Schließlich sei darauf hingewiesen, dass der „
Zweifelsgrundsatz“ (in dubio pro reo) niemals Gegenstand des formellen Nichtigkeitsgrundes der Z 5 des § 281 Abs 1 StPO sein kann (RIS‑Justiz RS0102162).
Die Tatsachenrüge (Z 5a) vermag mit dem neuerlichen Verweis auf die Verantwortung des Angeklagten und besonders hervorgehobene Passagen der Angaben der Zeugen Stefanie L*****, Veronika L***** und Gerhard F***** keine nach allgemein menschlicher Erfahrung gravierenden Bedenken (RIS‑Justiz RS0119583) an der Richtigkeit der bekämpften Urteilsannahmen zu erwecken.

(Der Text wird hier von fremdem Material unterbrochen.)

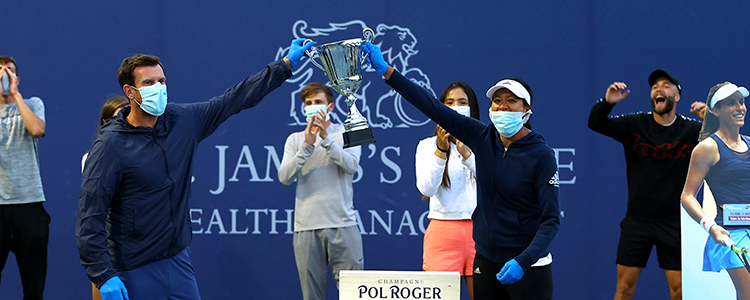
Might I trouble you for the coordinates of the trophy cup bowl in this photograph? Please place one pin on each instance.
(342, 62)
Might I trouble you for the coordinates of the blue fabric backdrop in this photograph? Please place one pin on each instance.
(569, 51)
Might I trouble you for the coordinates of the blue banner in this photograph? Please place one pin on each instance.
(569, 52)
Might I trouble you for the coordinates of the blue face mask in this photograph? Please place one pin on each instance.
(6, 83)
(311, 110)
(508, 123)
(153, 99)
(462, 110)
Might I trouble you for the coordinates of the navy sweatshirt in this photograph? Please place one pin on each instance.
(518, 212)
(135, 191)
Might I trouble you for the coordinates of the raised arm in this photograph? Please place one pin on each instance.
(599, 119)
(705, 155)
(33, 118)
(429, 167)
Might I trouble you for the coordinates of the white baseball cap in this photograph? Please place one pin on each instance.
(513, 86)
(725, 91)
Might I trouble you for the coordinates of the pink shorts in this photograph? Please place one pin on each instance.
(449, 246)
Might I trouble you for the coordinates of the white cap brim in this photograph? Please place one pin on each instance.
(726, 91)
(513, 86)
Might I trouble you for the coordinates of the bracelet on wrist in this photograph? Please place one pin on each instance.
(706, 223)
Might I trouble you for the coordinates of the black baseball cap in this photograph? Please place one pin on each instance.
(663, 74)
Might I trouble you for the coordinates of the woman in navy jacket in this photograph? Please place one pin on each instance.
(518, 213)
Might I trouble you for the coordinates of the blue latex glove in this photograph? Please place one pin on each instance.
(510, 273)
(297, 50)
(114, 289)
(375, 58)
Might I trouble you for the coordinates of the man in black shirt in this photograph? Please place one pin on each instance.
(657, 146)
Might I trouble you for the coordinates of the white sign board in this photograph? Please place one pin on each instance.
(399, 285)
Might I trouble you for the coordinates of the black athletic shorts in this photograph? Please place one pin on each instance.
(637, 238)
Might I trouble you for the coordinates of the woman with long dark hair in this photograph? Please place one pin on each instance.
(518, 212)
(446, 177)
(722, 159)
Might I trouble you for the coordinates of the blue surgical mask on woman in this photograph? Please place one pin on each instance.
(508, 123)
(462, 110)
(153, 99)
(311, 110)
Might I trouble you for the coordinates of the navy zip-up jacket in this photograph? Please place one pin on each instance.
(135, 191)
(518, 212)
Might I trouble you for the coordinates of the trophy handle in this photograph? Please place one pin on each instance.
(369, 36)
(311, 52)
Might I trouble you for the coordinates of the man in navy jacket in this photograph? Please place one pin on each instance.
(133, 227)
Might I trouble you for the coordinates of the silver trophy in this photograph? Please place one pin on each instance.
(342, 63)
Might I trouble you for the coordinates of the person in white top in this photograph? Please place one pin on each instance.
(325, 227)
(445, 170)
(110, 109)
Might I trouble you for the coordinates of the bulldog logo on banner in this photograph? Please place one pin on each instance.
(382, 107)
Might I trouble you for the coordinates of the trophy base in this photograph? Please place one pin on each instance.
(358, 137)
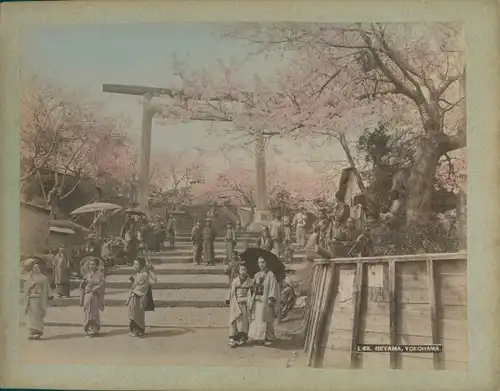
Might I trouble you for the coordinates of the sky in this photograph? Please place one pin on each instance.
(82, 58)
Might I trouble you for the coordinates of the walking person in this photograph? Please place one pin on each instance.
(230, 242)
(238, 310)
(208, 243)
(197, 240)
(288, 298)
(92, 290)
(233, 266)
(287, 230)
(264, 305)
(265, 240)
(62, 273)
(277, 235)
(299, 221)
(171, 229)
(138, 297)
(36, 299)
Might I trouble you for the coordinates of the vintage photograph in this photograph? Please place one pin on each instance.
(278, 195)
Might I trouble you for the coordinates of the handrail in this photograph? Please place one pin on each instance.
(396, 258)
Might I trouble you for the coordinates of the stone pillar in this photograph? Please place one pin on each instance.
(145, 153)
(262, 215)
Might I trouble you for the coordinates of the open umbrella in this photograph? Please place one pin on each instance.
(44, 261)
(84, 264)
(250, 258)
(135, 211)
(95, 207)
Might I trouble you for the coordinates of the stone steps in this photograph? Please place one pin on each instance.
(173, 268)
(188, 251)
(188, 259)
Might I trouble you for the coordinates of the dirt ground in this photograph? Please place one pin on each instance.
(66, 343)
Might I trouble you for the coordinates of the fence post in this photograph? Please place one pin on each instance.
(393, 315)
(358, 294)
(436, 337)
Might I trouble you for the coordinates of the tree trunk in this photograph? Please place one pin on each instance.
(421, 182)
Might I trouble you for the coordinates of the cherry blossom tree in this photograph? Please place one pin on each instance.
(340, 79)
(343, 75)
(173, 175)
(63, 134)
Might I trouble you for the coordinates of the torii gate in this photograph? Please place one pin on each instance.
(262, 214)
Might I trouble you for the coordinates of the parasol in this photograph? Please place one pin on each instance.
(135, 211)
(68, 224)
(95, 207)
(44, 261)
(84, 264)
(250, 258)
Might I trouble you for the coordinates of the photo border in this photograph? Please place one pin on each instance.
(481, 20)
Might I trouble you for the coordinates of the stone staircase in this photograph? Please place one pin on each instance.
(180, 283)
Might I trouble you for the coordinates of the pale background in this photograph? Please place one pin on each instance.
(481, 19)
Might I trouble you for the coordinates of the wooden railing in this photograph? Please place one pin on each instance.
(426, 293)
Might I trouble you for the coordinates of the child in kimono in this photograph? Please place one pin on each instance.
(36, 299)
(232, 267)
(238, 310)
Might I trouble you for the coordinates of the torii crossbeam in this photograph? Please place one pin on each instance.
(262, 214)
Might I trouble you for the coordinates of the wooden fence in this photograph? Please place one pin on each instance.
(411, 299)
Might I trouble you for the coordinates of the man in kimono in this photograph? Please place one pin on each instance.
(287, 230)
(299, 222)
(264, 305)
(197, 240)
(230, 242)
(277, 235)
(171, 229)
(238, 310)
(208, 243)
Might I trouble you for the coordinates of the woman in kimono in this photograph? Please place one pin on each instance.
(288, 299)
(238, 311)
(265, 241)
(264, 305)
(208, 243)
(61, 273)
(36, 299)
(230, 240)
(92, 297)
(138, 298)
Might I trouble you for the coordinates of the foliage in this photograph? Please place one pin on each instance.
(70, 138)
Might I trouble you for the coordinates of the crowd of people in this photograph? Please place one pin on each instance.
(254, 303)
(37, 293)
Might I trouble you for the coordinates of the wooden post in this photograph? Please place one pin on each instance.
(358, 293)
(316, 310)
(145, 153)
(393, 314)
(325, 313)
(438, 362)
(310, 304)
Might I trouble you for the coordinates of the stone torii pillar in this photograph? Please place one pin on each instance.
(262, 215)
(147, 123)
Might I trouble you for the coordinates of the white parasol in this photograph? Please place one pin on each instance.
(95, 207)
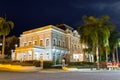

Der Beschwerdeführer stellt den von den Tatrichtern aus den angeführten Beweisen abgeleiteten Schlüssen (US 4 f) vielmehr bloß für ihn günstigere Schlussfolgerungen gegenüber und bekämpft damit nach Art einer im kollegialgerichtlichen Verfahren nicht zulässigen Schuldberufung die Beweiswürdigung des Schöffengerichts.
Die Rechtsrüge (Z 9 lit a) orientiert sich nicht an den Feststellungen zum gezielten (unter der Badebekleidung erfolgten und auch nach dem Versuch von Stefanie L*****, dem Angeklagten zu entkommen, fortgesetzten) Streicheln der nackten Schamlippen des Opfers (US 3) und leitet nicht methodengerecht aus dem Gesetz ab, weshalb hier nicht von einer geschlechtlichen Handlung (RIS‑Justiz RS0095186 [T4], RS0095194, RS0102142) auszugehen gewesen wäre.
Die Sanktionsrüge (Z 11 zweiter und dritter Fall) verkennt, dass bei nachträglicher Verurteilung gemäß § 31 Abs 1 StGB die Strafbemessung mit Rücksicht auf die neu hinzugekommenen Strafzumessungsgründe nach Maßgabe jener vorzunehmen ist, die im damaligen Verfahren richtigerweise heranzuziehen gewesen wären (§ 40 erster Satz StGB; vgl dazu Ratz in WK2 StGB § 40 Rz 2), und weder die Annahme des Zusammentreffens von zwei Verbrechen mit einer Vielzahl von Vergehen und darüber hinaus die Fortsetzung über einen längeren Zeitraum als erschwerend (vgl 11 Os 27/05p) noch die Wertung des geringen Alters des Opfers (mit Blick auf die Altersgrenze von vierzehn Jahren) einen Verstoß gegen das Doppelverwertungsverbot begründet (RIS‑Justiz RS0090958).
Auch die Kritik am Unterbleiben (teil‑)bedingter Strafnachsicht aus spezial- und generalpräventiven Erwägungen (US 6 vorletzter Absatz) zeigt keinen unvertretbaren Verstoß gegen Bestimmungen über die Strafbemessung auf, sondern macht lediglich einen Berufungsgrund geltend (vgl Ratz, WK-StPO § 281 Rz 728).
Die Nichtigkeitsbeschwerde war daher in Übereinstimmung mit der Stellungnahme der Generalprokuratur, jedoch entgegen der hiezu ergangenen Äußerung der Verteidigung bereits in nichtöffentlicher Beratung sofort zurückzuweisen (§ 285d Abs 1 StPO), woraus die Zuständigkeit des Oberlandesgerichts zur Entscheidung über die Berufung folgt (§ 285i StPO).
Die Kostenentscheidung beruht auf § 390a Abs 1 StPO.